De g. à d. : Attablés, Svetlana, Victor et Lucia ont quitté Kharkiv afin d’être accueillis par Lilia et Michel, tous jeunes parents, à Mersch puis Mamer. (Photo : Hervé Montaigu)

À Mamer, Michel et Lilia accueillent les parents et la grand-mère de cette dernière qui ont fui l’Ukraine peu avant la guerre, il y a deux ans jour pour jour, ce samedi 24 février. Depuis, place à l’intégration face à un conflit qui dure.

Nous les avions rencontrés il y a presque deux ans, en mars 2022, lorsque leur vie venait de basculer. Dans leur maison à Mersch, Michel Sinner et Lilia Thomaschchuk accueillaient à peine les parents et la grand-mère de cette dernière fuyant l’Ukraine depuis Kharkiv, leur ville d’origine.

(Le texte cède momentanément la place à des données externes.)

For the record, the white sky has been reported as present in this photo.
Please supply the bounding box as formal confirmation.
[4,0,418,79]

Deux ans ce samedi après le début de la guerre avec la Russie, le conflit demeure, mais pour cette famille, les choses ont changé. Une petite tête blonde est apparue entretemps, avec la naissance de Léo, premier enfant de Michel et Lilia et star du foyer.

La famille, qui s’étend désormais sur quatre générations, a également déménagé à Mamer, dans une grande maison au salon deux fois plus grand qu’à Mersch.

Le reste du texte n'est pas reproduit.